Telecompaper has written previously about the strategic rationale of the merger, which is driven by the need to offer a complete package of fixed and mobile services, as KPN does, and to reduce costs in order to continue to pay dividends. The overlap between the two companies is limited, and there will be little change to market shares. Vodafone had 123,000 fixed broadband customers at the end of June, while Ziggo counted 197,000 mobile subscribers in March (Q2 results will be reported 04 August).
Vodafone Thuis, the mobile operator's fixed business, has quickly built up a position as challenger on the Dutch market. As such, the required sale of the fixed business in an attempt to safeguard competition is not a surprise. The most likely buyer is Tele2, which while spending a great deal of time and money building its own mobile network, has neglected its fixed business and needs the additional scale if it hopes to turn a profit.
The EC clearly sees Vodafone Thuis as offering potential for shaking up the competition and enriching the Dutch market. Vodafone NL's own former CEO said in late 2014 when the company started scaling up its fixed activities: "9 out of 10 households is a customer of KPN or cable, there is hardly any choice for the consumer. An alternative is truly needed." In addition to KPN and Ziggo, the other players on the Dutch fixed market are Tele2, Online (M7), Caiw (CIF), Delta, smaller cable operators and independent FTTH operators. In theory, they are all potential bidders for Vodafone Thuis. The over 100,000 Vodafone customers would help any of them pass an important milestone in terms of scale.
KPN aside (and which must be ruled out as buyer for competition reasons), Tele2 is the biggest player, with 347,000 fixed customers, but the Dutch operator's cash flow is practically negative. Vodafone also said in its statement on the EC's approval that it could do a deal for MVNO network access with the potential buyer, suggesting Tele2 is not the most likely candidate.

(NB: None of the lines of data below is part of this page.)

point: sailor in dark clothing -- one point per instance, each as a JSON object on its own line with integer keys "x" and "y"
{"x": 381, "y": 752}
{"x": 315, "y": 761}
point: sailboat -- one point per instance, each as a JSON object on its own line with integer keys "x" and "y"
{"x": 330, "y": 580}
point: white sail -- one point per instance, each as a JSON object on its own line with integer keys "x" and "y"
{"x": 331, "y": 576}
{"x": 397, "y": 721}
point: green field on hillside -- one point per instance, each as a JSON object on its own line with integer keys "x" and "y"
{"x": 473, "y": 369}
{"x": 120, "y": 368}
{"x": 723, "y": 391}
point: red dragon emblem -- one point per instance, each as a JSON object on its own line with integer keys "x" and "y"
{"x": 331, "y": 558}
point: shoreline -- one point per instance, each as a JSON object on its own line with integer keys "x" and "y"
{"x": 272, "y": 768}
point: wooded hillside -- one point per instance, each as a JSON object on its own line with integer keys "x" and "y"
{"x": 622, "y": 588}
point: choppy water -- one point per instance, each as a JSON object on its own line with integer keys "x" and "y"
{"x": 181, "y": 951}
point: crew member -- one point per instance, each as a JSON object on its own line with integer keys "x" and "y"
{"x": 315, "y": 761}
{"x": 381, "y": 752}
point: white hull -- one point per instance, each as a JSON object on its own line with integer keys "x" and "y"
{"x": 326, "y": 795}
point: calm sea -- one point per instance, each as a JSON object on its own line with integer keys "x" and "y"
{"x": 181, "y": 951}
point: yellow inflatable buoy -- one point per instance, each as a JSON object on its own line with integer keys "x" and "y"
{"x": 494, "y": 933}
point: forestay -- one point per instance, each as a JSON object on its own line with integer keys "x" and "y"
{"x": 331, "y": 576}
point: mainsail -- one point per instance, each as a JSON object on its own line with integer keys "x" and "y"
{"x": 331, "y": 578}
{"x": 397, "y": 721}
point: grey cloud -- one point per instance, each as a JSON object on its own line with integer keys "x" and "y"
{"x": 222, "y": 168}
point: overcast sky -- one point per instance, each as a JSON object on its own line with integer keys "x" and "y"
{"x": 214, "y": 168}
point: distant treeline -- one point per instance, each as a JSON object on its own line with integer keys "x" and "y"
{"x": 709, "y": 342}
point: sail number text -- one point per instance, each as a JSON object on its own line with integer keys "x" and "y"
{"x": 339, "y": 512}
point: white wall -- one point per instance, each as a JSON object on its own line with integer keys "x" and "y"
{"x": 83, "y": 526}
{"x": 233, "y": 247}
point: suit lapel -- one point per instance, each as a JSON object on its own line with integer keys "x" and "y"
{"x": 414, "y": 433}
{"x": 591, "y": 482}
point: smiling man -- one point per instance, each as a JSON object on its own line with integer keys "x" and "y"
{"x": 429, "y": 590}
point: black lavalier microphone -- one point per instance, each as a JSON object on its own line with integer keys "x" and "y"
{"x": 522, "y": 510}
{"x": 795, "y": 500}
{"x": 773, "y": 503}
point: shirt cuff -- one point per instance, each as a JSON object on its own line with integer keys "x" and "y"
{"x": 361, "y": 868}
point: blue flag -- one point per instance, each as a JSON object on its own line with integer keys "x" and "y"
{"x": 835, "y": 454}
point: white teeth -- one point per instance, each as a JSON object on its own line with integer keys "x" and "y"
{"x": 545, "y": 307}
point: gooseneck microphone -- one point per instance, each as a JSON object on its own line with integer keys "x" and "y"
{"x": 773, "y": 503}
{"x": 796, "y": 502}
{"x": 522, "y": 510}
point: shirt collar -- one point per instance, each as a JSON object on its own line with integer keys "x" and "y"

This points to the smaller fibre players, such as Caiway and Fiber.nl (which already bought Stipte). These companies are taking advantage of the quickly growing FTTH market in the Netherlands and may be interested in also adding mobile to the mix. Vodafone is active on both DSL and FTTH, but it is unknown the split in its customer base.
The announcement from the EC also brought some interesting comments from the Dutch regulator ACM. Its request to investigate the Vodafone-Ziggo merger was rejected by the EC, but the ACM has suggested it may yet have more to say about the deal. In a statement issued shortly after the EC's announcement, the ACM said it will look at whether current regulation needs to be "adjusted or strengthened" in order to ensure enough network access options for rivals of the two big players on the Dutch market.
This suggests the long-running debate about wholesale cable access in the Netherlands may be open again. The ACM ruled out imposing network access obligations on Ziggo in its last analysis of the fixed broadband market, which coincided with Ziggo's merger with UPC. Its latest regulations maintaining wholesale access obligations for KPN's network took effect at the start of this year, but it could be tempted to accelerate the process of a new market analysis, in particular given the growing importance of quad-play packages in the market. This may just be a warning from the Dutch regulator, but it sounds like Ziggo and Vodafone's honeymoon may not last long.